Paradossi di un’epoca nella quale esigenze di comunicazione sovrastano spesso la politica per volontà della politica stessa. Se Porta a porta di Bruno Vespa è stato definito «la terza Camera» della Repubblica italiana, il programma tv Che tempo che fa di Fabio Fazio (che sottolinea: mi sono pagato il viaggio) è risultato ieri il palcoscenico individuato a Parigi per confermare di preferire un reset del tradizionale dialogo franco-italiano alle scintille. Quelle scattate, ricorrentemente, da quando in Italia governano 5 Stelle e Lega.
«Le peripezie più recenti per quanto mi riguarda non sono gravi. Bisogna andare oltre», ha sostenuto Macron nell’intervista rilasciata a Fazio su Raiuno. «Ci sono state affermazioni un po’ eccessive», è stata la sua descrizione più ardita dei contrasti che per la prima volta dal 1940 lo avevano indotto a far richiamare da Roma, questa volta per consultazioni, l’ambasciatore di Francia. Accenti meno delicati che ricomprendono implicitamente settori leghisti si rintracciano in una prevedibile pronuncia di Macron contro i difensori del nazionalismo: «Vogliono lottare contro la nostra Europa. Mi batterò con forza contro queste persone perché ci riporterebbero alle nostre divisioni». Sulla tratta ferroviaria ad alta velocità Torino-Lione, no a retromarce: «È importante. È stata la scelta dei nostri predecessori e noi l’abbiamo confermata».
All’Italia il presidente francese ha riservato un riconoscimento per aver affrontato i flussi migratori da Sud aumentati tra 2015 e 2017. «L’Europa ha una responsabilità in tutta questa situazione europea e italiana perché non ha saputo ascoltare che un Paese, a causa della geografia, aveva un fardello troppo importante per sé», ha dichiarato (un po’ furbescamente, ricordando solo in seguito che l’Ue è fatta di Stati nazionali).

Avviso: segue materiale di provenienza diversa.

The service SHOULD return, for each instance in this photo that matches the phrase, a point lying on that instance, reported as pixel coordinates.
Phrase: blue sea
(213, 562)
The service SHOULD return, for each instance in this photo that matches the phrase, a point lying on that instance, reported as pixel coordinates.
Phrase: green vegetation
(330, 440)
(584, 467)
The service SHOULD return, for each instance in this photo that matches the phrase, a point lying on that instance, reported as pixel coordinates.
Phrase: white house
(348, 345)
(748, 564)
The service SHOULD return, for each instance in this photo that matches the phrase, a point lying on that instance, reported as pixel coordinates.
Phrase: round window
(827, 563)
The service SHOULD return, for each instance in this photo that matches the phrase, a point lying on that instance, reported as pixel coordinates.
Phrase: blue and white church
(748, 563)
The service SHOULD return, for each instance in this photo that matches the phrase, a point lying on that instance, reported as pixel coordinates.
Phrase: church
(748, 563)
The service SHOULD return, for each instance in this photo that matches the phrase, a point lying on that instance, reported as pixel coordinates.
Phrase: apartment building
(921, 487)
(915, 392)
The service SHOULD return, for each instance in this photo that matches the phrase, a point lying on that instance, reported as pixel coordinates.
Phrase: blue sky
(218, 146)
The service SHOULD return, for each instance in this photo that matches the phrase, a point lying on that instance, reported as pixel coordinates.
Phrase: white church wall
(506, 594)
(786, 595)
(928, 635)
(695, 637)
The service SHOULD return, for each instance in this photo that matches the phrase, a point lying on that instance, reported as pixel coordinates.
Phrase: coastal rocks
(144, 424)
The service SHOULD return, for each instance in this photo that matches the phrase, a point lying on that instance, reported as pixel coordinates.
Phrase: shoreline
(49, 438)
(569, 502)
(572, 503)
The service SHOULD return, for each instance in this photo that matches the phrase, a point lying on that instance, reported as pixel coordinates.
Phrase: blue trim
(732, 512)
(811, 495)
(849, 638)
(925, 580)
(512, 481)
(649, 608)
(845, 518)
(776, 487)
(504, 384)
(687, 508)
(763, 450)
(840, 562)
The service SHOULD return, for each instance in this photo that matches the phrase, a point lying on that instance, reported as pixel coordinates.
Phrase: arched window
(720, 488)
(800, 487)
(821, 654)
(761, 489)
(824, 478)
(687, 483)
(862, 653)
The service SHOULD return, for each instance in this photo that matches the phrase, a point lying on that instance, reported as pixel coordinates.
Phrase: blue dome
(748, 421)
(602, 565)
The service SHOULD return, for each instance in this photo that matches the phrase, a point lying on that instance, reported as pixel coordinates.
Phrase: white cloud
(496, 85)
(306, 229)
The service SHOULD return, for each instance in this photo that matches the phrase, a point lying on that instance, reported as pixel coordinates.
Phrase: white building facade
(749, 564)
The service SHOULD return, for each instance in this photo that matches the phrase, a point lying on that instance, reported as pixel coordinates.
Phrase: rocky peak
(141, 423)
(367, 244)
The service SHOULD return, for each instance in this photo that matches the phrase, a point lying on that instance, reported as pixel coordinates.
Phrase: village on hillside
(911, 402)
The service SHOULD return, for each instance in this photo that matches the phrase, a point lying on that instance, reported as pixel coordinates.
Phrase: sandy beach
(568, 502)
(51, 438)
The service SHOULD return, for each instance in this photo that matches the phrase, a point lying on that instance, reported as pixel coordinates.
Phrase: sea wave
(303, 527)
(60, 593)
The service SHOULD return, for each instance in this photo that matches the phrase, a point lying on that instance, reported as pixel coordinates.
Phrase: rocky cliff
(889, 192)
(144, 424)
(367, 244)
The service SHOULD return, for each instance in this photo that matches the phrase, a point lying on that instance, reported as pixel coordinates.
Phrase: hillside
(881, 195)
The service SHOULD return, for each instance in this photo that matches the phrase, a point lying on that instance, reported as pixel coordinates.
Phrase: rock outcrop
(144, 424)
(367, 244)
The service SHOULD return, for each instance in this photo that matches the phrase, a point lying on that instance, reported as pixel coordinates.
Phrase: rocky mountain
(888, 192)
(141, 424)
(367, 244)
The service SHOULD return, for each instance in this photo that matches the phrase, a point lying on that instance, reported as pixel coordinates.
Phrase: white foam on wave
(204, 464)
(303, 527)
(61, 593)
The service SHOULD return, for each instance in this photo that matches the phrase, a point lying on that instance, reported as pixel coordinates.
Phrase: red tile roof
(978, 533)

A contare nell’intervista è stato anche ciò che Macron ha evitato di dire. Non una parola, per fare qualche esempio recente, sull’essere stato definito dal vicepresidente del Consiglio italiano Matteo Salvini, leghista, «un pessimo presidente» del quale i francesi dovrebbero «liberarsi». Niente attacchi rumorosi al vicepresidente del Consiglio Luigi Di Maio, 5 Stelle, che ha ha incontrato un capo dei «gilet gialli» intenti a contestare Macron con molotov. Si è risparmiato di ribadire, il presidente francese, che non risponde a Di Maio e Salvini perché il popolo italiano «merita leader all’altezza della sua storia».
A permettere che Macron si presentasse così in tv sono stati i passi compiuti dal presidente della Repubblica Sergio Mattarella per favorire il dialogo. Il 2 maggio sarà lui a continuare la ricucitura: andrà in Francia per incontrare Macron in commemorazioni di Leonardo da Vinci. Prima, non a caso, delle elezioni europee del 26 maggio.